Vielfältiges Programm beim Wintervergnügen des MGV Allendorf im Bürgerhaus

Wenn die Ranzen singen

Originale: Die Ranzengarde garantiert tolle Stimmung. Fotos: Strieder

Allendorf-Eder. Ein Feuerwerk der guten Laune hat der „Männergesangverein Liederkranz“ bei seinem traditionellen Wintervergnügen im Bürgerhaus abgebrannt. Die Gäste erfreuten sich an einem bunten musikalischen Programm, das die Akteure des Traditionsvereins selbst auf die Beine stellten.

Zwei Lieder trugen die beiden Chöre des MGV unter der Leitung von Réka Mengel und Werner Thiem vor. „Rot sind die Rosen“ sang der Frauenchor, mit „Marmor, Stein und Eisen bricht“ glänzte der Männerchor. Dufte Oldies hatte auch der musikalische Alleinunterhalter Horst Traute den ganzen Abend zu bieten.

Stimmungshits

Bunt kostümiert zeigte sich der Frauenchor bei einem weiteren Auftritt. Die Frauen sangen mehrere bekannte Stimmungshits und forderten dabei das Publikum auf, sich rhythmisch dazu zu bewegen, etwa beim „Fliegerlied“, bei „Komm, hol das Lasso raus“, Kölner Karnevalsliedern oder bei „Aloha he“. Temperamentvoll moderierte Ulrike Noll.

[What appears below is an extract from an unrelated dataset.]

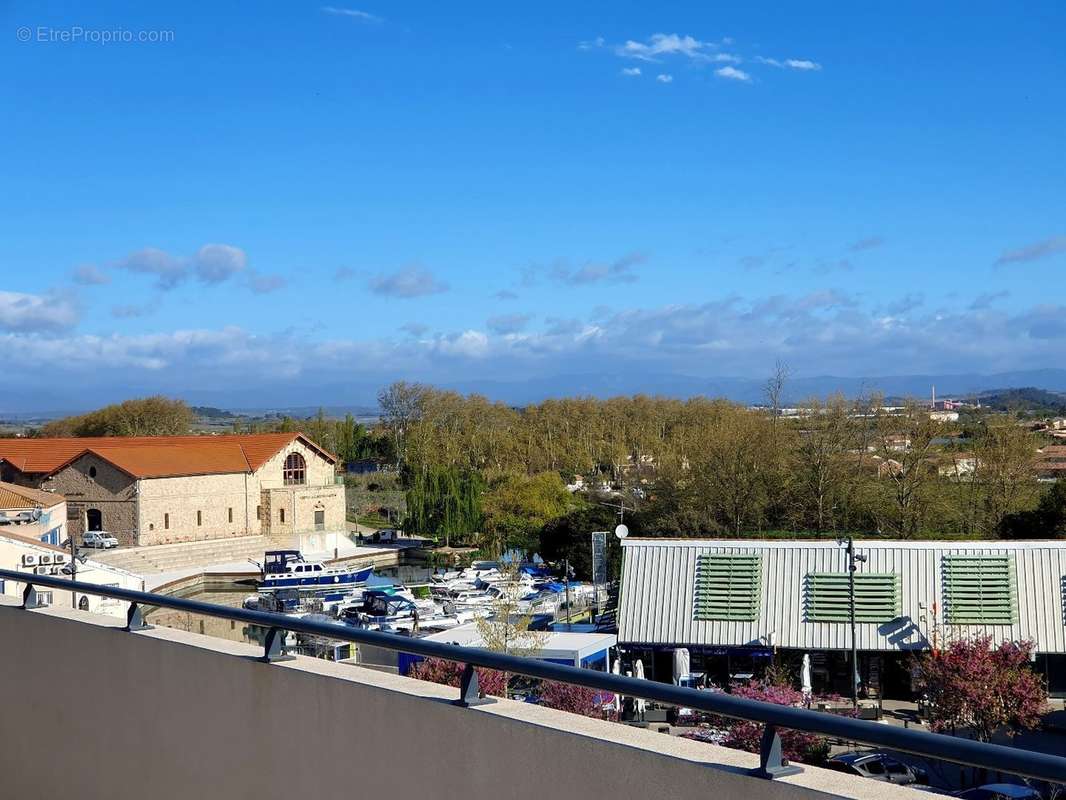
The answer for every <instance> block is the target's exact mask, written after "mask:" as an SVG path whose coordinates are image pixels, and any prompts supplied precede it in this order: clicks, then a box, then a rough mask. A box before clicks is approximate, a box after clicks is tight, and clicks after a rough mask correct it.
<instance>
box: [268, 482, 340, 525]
mask: <svg viewBox="0 0 1066 800" xmlns="http://www.w3.org/2000/svg"><path fill="white" fill-rule="evenodd" d="M262 506H263V510H264V511H263V513H264V518H269V519H270V529H269V530H265V529H264V530H263V533H264V534H265V535H271V537H281V535H290V534H294V533H312V532H314V531H316V530H323V531H326V530H344V486H343V485H340V484H329V485H326V486H286V487H285V489H269V490H263V492H262ZM268 509H269V514H270V515H269V517H268V516H265V514H266V513H268V511H266V510H268ZM280 509H285V522H284V523H282V522H281V515H280V511H279V510H280ZM317 511H321V512H322V515H323V523H322V527H321V528H318V527H317V526H316V523H314V514H316V512H317Z"/></svg>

Eine etwas ungewöhnliche Liederdarbietung meisterte der Männerchor mit seinem Vorsitzenden Reinhold Hoffmann als Moderator. Der Chor sang frei nach Ulla Henning „Lasst uns heute zusammen singen“, doch dann ließ Hoffmann eine bunte Fülle von weiteren bekannten Liedern folgen, von „Weine nicht kleine Eva“ über das Münchener Hofbräuhaus, den schönen Rhein bis „heute haun wir auf die Pauke“. Die Sänger auf der Bühne meisterten das auf originelle Weise, denn alle Lieder hatten am Ende die gleiche Melodie.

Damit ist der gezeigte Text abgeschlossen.